There are some commercials running on TV these days that intrigue me. They are commercials for a credit card program that purportedly says what it does and does what it says. They wonder what it would be like to say exactly what you are thinking to people.
In the latest version that I’ve seen a woman goes up to a front door carrying a pie and rings the doorbell. You immediately think she is welcoming a new neighbor. The woman in the house answers the door. The woman with the pie says: “Hi, I’m your neighbor. I know you are new to the neighborhood and brought you this pie to see how weird you might be.” The second woman says, brightly, “Oh, well it smells....(pause)” The first woman, “Intrusive?” The second woman, “Yes! Would you like to come in and snoop around?” First woman “Why yes! That’s exactly why I came.” The voiceover asks, “Wouldn’t life be easier if we just said what we were thinking?” Would it? Maybe yes, Maybe no!
As I read our words from Matthew about welcome I thought about these commercials and our culture of plain speech. Which isn’t always so plain or so simple. Or is sometimes so plain that it is hurtful and divisive. Or is so plain that it hides the truth in plain sight.
And we all know that the old adage, “Stick and stones my break my bones but words will never hurt me” is profoundly false. Words do hurt...they can burn and wound and leave a mark on our souls. AND they can be like a cup of cold water after a hard day’s work. Or on the lips of someone dying from thirst. They can be like springs bubbling up in the desert. Water is essential to life...so are words of kindness, compassion, love....words of strength and truth and justice proclaimed without malice or hatred.
I also thought about our sincere efforts here at Plymouth to offer extravagant and even radical welcome to people who walk through our doors. We do a pretty good job with our words and in our actions. We believe fervently and remind one another frequently that welcoming the stranger is welcoming the Holy among us.
The Greek word, dechomai, translated as “welcome” in our passage today using the NRSV can also be translated “receive.” I think receive can take the action of welcome deeper. Does receive open the door to relationship? I can welcome you at my front door but not receive your presence into my house. Even the woman in the commercial surprised by the nosy neighbor with the pie receives the woman into her house.
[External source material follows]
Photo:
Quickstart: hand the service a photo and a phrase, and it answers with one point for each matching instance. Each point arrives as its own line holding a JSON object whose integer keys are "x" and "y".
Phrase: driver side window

You wonder if no matter how awkward their beginning, there is still a possibility for relationship. According to the dictionary, to welcome is “to greet gladly.” To receive is “to accept, to take in” as well as to welcome. A truly meaningful welcome to someone needs both actions.
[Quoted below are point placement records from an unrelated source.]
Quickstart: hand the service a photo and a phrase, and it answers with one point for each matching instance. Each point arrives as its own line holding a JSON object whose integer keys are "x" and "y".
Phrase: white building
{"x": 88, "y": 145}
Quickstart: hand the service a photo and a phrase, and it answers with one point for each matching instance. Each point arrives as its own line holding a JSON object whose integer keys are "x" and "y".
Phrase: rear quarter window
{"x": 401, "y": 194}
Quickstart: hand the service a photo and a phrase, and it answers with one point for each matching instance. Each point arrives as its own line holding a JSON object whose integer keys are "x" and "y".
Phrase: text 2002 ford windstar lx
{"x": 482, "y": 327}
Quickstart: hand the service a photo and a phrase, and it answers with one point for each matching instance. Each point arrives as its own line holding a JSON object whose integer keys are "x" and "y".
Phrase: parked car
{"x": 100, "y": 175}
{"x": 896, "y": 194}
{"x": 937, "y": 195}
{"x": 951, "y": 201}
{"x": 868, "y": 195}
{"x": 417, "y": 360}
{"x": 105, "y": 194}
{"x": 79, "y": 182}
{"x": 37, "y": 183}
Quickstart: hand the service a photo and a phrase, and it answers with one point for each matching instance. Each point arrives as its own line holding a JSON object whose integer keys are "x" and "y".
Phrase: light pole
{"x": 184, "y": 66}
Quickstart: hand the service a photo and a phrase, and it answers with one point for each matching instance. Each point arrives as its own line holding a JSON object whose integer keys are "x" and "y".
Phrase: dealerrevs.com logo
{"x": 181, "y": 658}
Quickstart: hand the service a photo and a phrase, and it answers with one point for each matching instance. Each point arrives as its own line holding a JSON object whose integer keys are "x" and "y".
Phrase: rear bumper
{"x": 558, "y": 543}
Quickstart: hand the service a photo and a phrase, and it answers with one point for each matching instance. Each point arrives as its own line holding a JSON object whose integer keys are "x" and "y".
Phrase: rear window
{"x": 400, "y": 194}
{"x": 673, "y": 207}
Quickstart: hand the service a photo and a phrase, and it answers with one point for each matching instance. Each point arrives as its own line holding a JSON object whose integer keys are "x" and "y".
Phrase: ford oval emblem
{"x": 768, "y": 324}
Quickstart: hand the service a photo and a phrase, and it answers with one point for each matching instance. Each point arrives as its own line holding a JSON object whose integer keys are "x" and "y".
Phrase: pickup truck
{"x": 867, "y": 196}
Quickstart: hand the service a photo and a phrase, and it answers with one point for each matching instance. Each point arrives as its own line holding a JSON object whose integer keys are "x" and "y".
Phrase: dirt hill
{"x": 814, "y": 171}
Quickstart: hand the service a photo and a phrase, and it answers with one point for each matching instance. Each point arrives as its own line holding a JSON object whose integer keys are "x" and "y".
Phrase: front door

The words we heard about welcome from the gospel of Matthew come at the end of a long discourse of instruction that Jesus gives the 12 disciples as he sends them out as missionaries to preach and teach all Jesus has been teaching them. And to be agents of healing in the world. “As you go, proclaim the good news, ‘The kingdom of heaven has come near.’ Cure the sick, raise the dead, cleanse the lepers, cast out demons.” “Whoever welcomes you welcomes me, and whoever welcomes me welcomes the one who sent me. ... whoever gives even a cup of cold water to one of these little ones in the name of a disciple — truly I tell you, none of these will lose their reward.” Because we are attuned to the story of the sheep and the goats in Matthew 25 we first assume that the “little ones” are the “least of these” in our world. Or maybe you thought about the children in Matthew 19 that the disciples are shooing away. Jesus says to them and to us that we must become open and receptive like the children to enter the kingdom of heaven. However the “little ones “ in this passage are not the least of these or the children. They are the disciples...the ones sent on mission proclaiming God’s good news, the ones healing and bringing new life. The little ones are the disciples sent out to do the work of God’s kingdom...they are us.
Jesus wanted the disciples to be received! Not just glad-handed....”Oh, hi! How are you? Glad to have you here!” ... Next.... Greeted gladly, yes AND received! A reception that is like taking in a cup of cold water to restore life...to keep it thriving! When the disciples are greeted and fully with life-giving welcome, Jesus said that it was like receiving him which was like receiving the one who sent him....receiving God. Greeting and receiving with a “cup of cold water” welcome is receiving God in our midst....It goes way beyond just being nice, polite people.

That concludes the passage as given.